Esses vários tipos de SUS dentro do SUS representam concepções tanto dos dirigentes, quanto da mídia ou dos próprios profissionais da saúde e, por que não dizer, da população. Na realidade, são representações sociais acerca desse sistema que estamos tratando aqui. Portanto, tem um SUS que está na lei, na Constituição, na Lei Orgânica da Saúde, e que ainda não é o sistema que efetivamente encontramos “na prática”; temos um SUS que eu chamo “um SUS pobre para pobres”, que é um sistema onde faltam recursos e sobram filas, as pessoas não são bem atendidas e muitos acham que é para ser assim mesmo, porque como é um sistema que ainda não é para todos, os pobres, ao serem atendidos, ainda ficam agradecidos, achando que receberam um bom atendimento, e para esse tipo de concepção qualquer coisa para pobre serve e ponto. Esse sistema não é o que foi concebido nem na legislação, nem pelo movimento da reforma sanitária. Tem também o SUS que está na cabeça dos gestores, que eu chamo de “o SUS real”, em que a saúde da economia é mais importante que a saúde do povo. Na hora em que se vai designar uma quantidade de recursos, se pensa mais no orçamento e no equilíbrio financeiro do que na saúde da população. Esse é o SUS refém da área econômica de cada governo que tem passado pelo Brasil. Esse SUS também é um “SUS Real” – e eu faço o trocadilho com a realidade e com o nome da moeda brasileira –, dos conchavos políticos, das indicações para cargos de comissão, para cargos de confiança, em que há um uso da saúde como moeda de troca entre partidos e entre governantes. E quando se faz alguma crítica a esse SUS se é considerado um sonhador, porque a realidade é assim mesma: deve ser garantida a governabilidade, etc. E há o SUS que foi gerado pelo movimento da reforma sanitária, que ainda não foi inteiramente implantado e se encontra ameaçado numa encruzilhada sobre a qual a sociedade brasileira terá que debater mais para saber qual o sistema de saúde que ela efetivamente quer. Essas são concepções acerca do SUS. E como essas ideias que estão na cabeça das pessoas influenciam na hora de tomar decisões, há uma disputa simbólica entre os vários atores sociais sobre qual é o SUS que se defende. Há uma particularidade hoje de que ninguém no Brasil, em público, é contra o SUS. Todo mundo hoje é a favor do SUS e isso é um paradoxo, porque é um SUS que todo mundo é a favor, mas que tem tanta dificuldade de ser desenvolvido.

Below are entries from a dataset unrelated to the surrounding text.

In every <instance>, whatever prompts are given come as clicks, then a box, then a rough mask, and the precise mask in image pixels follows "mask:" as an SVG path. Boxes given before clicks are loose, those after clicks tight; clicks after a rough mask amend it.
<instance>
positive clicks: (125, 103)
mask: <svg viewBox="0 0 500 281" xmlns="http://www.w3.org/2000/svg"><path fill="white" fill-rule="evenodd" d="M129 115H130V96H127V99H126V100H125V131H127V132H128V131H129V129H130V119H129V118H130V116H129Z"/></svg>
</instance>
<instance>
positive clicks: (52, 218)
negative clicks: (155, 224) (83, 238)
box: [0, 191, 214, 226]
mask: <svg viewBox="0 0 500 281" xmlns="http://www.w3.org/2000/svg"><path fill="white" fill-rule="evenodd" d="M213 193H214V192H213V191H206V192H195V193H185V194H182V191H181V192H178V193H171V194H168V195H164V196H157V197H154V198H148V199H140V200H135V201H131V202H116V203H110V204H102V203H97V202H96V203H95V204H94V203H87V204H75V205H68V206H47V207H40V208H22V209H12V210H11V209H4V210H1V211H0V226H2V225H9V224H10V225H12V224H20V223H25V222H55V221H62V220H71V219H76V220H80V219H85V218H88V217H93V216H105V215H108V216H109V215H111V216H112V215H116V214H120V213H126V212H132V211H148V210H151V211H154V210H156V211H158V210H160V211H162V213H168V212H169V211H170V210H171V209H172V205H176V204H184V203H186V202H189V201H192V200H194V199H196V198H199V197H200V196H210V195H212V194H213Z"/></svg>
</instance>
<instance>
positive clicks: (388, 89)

Nós só podemos examinar um sistema, no caso do SUS em particular, em termos de comparação, analisando como era antes de ser implantado. Ou também se pode comparar o nosso sistema com outros sistemas de saúde do mundo. Essa é uma via inteligente de perceber até mesmo o que conseguimos avançar no sistema único de saúde. Quando tínhamos o Instituto de Assistência Médica da Previdência Social – Inamps e antes dele o Instituto Nacional de Previdência Social – INPS, e antes desse o chamado Instituto de Aposentadorias de Pensões dos Comerciários, Bancários e Marítimos, só quem tinha acesso a serviços de saúde, à assistência médica – que não é igual a direito a saúde – eram os trabalhadores urbanos que tivessem vínculo formal com o mercado de trabalho. Se, naquela época, a maior parte da população vivia na área rural ou nas cidades do interior e a população urbana somente é quem tinha acesso, já se vê por aí o quanto era excludente o sistema de saúde brasileiro. Além disso, mesmo as pessoas que morassem em área urbana, mas fossem, por exemplo, empregadas domésticas, ou que estivessem desempregadas, ou ainda que trabalhassem no mercado informal, não tinham acesso aos serviços de saúde. A única forma para que algumas dessas pessoas pudessem ter acesso era ou numa emergência ou num serviço filantrópico, numa Santa Casa, ou num hospital beneficente. Quando eu comecei a trabalhar na área de saúde como médico, um simples exame de eletrocardiograma exigia que a pessoa fosse atendida no Hospital Universitário e fizesse uma consulta para solicitar esse exame. Esse é um simples exemplo do quanto se avançou em termos de acesso de oferta de serviços.